É a partir deste testemunho que Bárbara Wong defende a necessidade de nas escolas portuguesas se ensinar o pensamento crítico. Ainda que eu prefira dizer que nas escolas portuguesas os alunos deverão ser estimulados a desenvolver o seu pensamento crítico, concordo, e aplaudo o apelo com que Bárbara Wong nos confronta. As razões porque ela o faz são razões que a todos nós dizem respeito.
A primeira dessas razões, decorre da constatação que o sentido crítico dos jovens está mais dependente das suas experiências extraescolares, em função do capital cultural das suas famílias, do que do investimento que nas escolas se produz para que esse tipo de competência se afirme e desenvolva. Também aqui, denuncia a jornalista, as assimetrias sociais têm o seu peso, ainda que os custos acabem, de algum modo, por dizer respeito a toda a soceidade portuguesa.

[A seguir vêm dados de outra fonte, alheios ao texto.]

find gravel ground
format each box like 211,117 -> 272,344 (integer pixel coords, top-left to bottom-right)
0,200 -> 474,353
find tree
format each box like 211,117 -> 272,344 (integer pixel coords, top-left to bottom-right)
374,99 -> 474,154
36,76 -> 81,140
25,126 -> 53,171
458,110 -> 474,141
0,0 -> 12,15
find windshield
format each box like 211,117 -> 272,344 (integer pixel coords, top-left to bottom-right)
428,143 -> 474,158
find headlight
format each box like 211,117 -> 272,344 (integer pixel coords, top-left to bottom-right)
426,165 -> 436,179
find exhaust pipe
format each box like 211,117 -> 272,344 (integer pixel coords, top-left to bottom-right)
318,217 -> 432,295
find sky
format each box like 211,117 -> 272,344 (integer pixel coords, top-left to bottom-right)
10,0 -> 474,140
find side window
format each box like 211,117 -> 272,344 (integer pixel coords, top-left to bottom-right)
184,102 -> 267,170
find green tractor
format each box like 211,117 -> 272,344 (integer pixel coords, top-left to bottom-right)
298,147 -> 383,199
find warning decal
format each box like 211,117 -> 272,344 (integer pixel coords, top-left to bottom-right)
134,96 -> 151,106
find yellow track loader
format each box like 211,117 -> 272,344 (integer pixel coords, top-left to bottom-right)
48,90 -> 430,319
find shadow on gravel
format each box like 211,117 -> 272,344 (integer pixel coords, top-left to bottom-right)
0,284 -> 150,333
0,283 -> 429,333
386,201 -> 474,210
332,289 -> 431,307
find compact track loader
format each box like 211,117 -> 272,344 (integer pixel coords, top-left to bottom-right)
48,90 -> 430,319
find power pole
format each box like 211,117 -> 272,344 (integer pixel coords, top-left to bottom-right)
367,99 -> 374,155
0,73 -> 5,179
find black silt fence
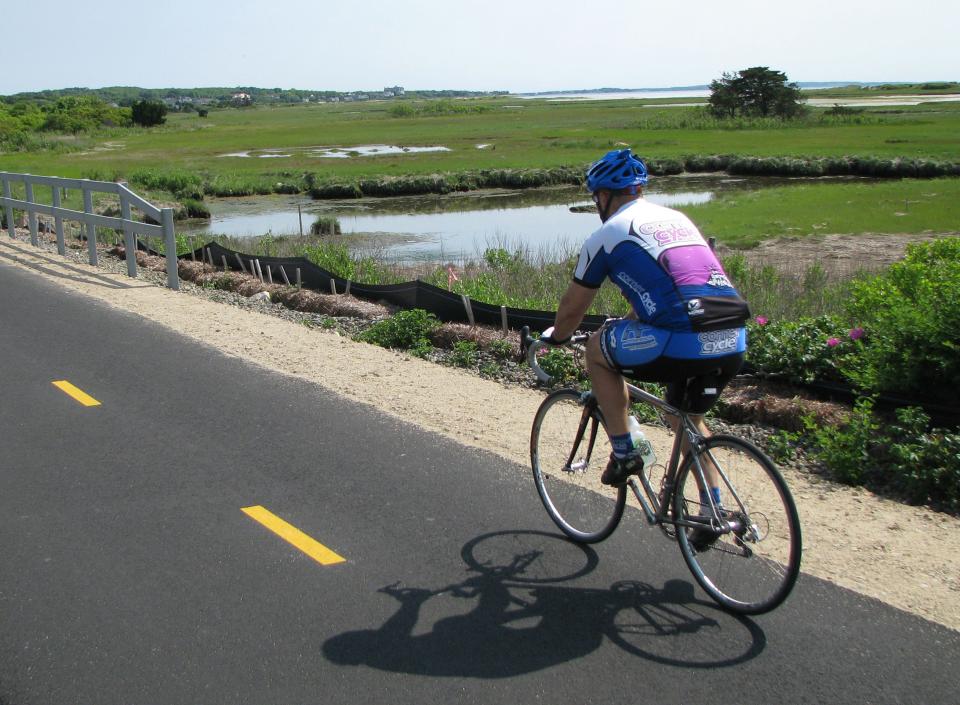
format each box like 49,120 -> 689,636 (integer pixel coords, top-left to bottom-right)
173,242 -> 606,331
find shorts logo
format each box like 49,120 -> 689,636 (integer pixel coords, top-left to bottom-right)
707,269 -> 733,286
620,328 -> 657,350
697,328 -> 740,355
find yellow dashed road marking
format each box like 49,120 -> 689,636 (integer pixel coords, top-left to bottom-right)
53,379 -> 100,406
242,506 -> 347,565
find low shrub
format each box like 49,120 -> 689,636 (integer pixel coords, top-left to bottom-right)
310,215 -> 340,235
746,316 -> 857,384
538,348 -> 585,385
450,340 -> 479,368
180,198 -> 210,219
357,308 -> 440,350
807,398 -> 960,512
843,238 -> 960,404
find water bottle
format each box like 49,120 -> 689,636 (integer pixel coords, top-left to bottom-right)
627,414 -> 657,472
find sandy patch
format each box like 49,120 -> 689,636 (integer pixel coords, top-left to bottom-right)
0,234 -> 960,629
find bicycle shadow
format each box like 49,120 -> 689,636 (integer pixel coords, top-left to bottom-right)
323,531 -> 766,678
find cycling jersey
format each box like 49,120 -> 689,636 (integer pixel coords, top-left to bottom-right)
573,198 -> 750,334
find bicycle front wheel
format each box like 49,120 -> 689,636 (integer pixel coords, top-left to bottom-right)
673,435 -> 801,614
530,389 -> 627,543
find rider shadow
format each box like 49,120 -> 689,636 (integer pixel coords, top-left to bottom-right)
323,531 -> 766,678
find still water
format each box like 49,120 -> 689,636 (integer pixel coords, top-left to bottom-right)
178,175 -> 800,260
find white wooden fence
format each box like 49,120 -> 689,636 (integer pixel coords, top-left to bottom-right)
0,171 -> 180,289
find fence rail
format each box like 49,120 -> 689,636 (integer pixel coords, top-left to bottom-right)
0,171 -> 180,289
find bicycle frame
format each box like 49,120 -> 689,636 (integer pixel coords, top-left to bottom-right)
521,328 -> 746,533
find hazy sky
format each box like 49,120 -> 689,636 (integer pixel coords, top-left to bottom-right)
0,0 -> 960,95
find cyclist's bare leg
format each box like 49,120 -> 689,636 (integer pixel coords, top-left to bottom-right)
666,414 -> 720,490
586,334 -> 630,436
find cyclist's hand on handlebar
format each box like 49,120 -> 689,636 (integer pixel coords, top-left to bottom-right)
540,326 -> 571,345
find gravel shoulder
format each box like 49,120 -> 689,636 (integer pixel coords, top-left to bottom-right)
0,233 -> 960,630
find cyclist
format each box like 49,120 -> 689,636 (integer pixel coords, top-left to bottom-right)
541,149 -> 750,506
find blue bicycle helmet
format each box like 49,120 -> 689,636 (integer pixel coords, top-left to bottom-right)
587,149 -> 647,193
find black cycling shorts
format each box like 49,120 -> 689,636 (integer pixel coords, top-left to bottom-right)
620,353 -> 744,414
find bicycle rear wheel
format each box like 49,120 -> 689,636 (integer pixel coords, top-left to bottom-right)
530,389 -> 627,543
673,435 -> 802,614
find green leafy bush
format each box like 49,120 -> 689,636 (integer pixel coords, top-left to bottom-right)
844,238 -> 960,404
807,399 -> 880,485
450,340 -> 477,367
310,215 -> 340,235
181,198 -> 210,218
357,308 -> 440,351
806,399 -> 960,511
747,316 -> 859,383
539,348 -> 581,384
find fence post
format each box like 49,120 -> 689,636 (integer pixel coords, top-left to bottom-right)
460,294 -> 477,327
3,177 -> 17,237
160,208 -> 180,291
23,180 -> 40,247
120,191 -> 137,279
83,185 -> 97,267
50,186 -> 67,256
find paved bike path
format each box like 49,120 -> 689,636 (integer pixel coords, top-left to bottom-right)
0,261 -> 960,705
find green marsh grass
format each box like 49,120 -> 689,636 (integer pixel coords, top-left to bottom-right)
201,235 -> 871,320
0,98 -> 960,190
683,179 -> 960,248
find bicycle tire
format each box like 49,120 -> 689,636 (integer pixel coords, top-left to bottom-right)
673,435 -> 803,614
530,389 -> 627,543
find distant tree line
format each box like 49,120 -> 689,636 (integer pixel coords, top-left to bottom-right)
708,66 -> 804,118
0,86 -> 508,110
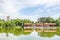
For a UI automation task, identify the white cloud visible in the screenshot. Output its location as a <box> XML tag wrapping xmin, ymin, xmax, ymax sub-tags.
<box><xmin>0</xmin><ymin>0</ymin><xmax>60</xmax><ymax>21</ymax></box>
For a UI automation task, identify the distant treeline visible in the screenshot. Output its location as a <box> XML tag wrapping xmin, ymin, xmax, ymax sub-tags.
<box><xmin>0</xmin><ymin>17</ymin><xmax>60</xmax><ymax>27</ymax></box>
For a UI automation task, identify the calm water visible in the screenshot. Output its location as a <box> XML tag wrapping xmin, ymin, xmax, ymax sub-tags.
<box><xmin>0</xmin><ymin>31</ymin><xmax>60</xmax><ymax>40</ymax></box>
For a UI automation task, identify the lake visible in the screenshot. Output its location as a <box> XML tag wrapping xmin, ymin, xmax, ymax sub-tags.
<box><xmin>0</xmin><ymin>28</ymin><xmax>60</xmax><ymax>40</ymax></box>
<box><xmin>0</xmin><ymin>31</ymin><xmax>60</xmax><ymax>40</ymax></box>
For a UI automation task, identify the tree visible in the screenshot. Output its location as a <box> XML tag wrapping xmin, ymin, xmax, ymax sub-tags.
<box><xmin>56</xmin><ymin>18</ymin><xmax>60</xmax><ymax>26</ymax></box>
<box><xmin>38</xmin><ymin>17</ymin><xmax>55</xmax><ymax>23</ymax></box>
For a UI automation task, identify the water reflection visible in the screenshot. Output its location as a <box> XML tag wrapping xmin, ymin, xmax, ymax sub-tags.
<box><xmin>0</xmin><ymin>28</ymin><xmax>60</xmax><ymax>40</ymax></box>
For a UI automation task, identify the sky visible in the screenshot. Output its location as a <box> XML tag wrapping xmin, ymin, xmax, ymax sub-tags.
<box><xmin>0</xmin><ymin>0</ymin><xmax>60</xmax><ymax>21</ymax></box>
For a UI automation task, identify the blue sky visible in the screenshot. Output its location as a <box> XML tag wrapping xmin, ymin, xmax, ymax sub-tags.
<box><xmin>0</xmin><ymin>0</ymin><xmax>60</xmax><ymax>21</ymax></box>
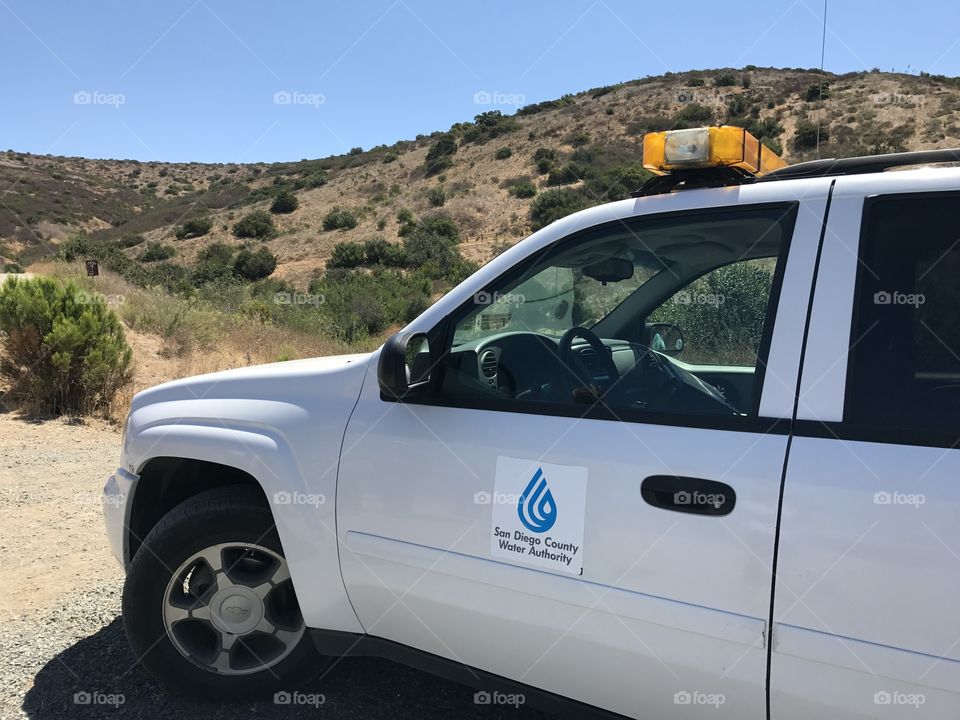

A segunda razão relaciona-se com o facto de não podermos ignorar a pergunta com que a jornalista nos confronta:
“Queremos jovens amorfos, enterrados nas redes sociais a seguir alegados criminosos como Andrew Tate, que continua a ser investigado por tráfico humano e abuso sexual de menores (foi preso na quarta-feira) mas que continua a ser um sucesso na Internet; queremos que sigam grupos de extrema-direita e de extrema-esquerda, que vivem em mundo paralelos, onde o ódio domina as suas cabeças e acções?”
São questões que nos obrigam a encarar de frente um problema que obriga a valorizar o desenvolvimento do pensamento crítico como objetivo educacional. O que é necessário, para Bárbara Wong , é que tenhamos em conta a reflexão do jornalista Will Oremus que ela invoca para mostrar como a ausência de uma tal competência, facilita a possibilidade de, através das fake news e da IA, se transformarem as mentiras em verdades. De acordo com Will Oremus
”No fim-de-semana passado, Trump publicou duas imagens na rede social que criou que foram geradas por IA, uma de Kamala Harris com um ecrã onde se via uma foice e um martelo, outra que reflectia o apoio de Taylor Swift ao candidato republicano. "O mundo da IA oferece a Trump e aos seus apoiantes uma realidade alternativa apelativa", escreve o jornalista, que cita Mike Caulfield, especialista em literacia da informação: "A principal utilização da 'desinformação' não é, de todo, mudar as crenças de outras pessoas. Em vez disso, a grande maioria da desinformação é oferecida como um serviço para as pessoas manterem as suas crenças face a provas esmagadoras do contrário."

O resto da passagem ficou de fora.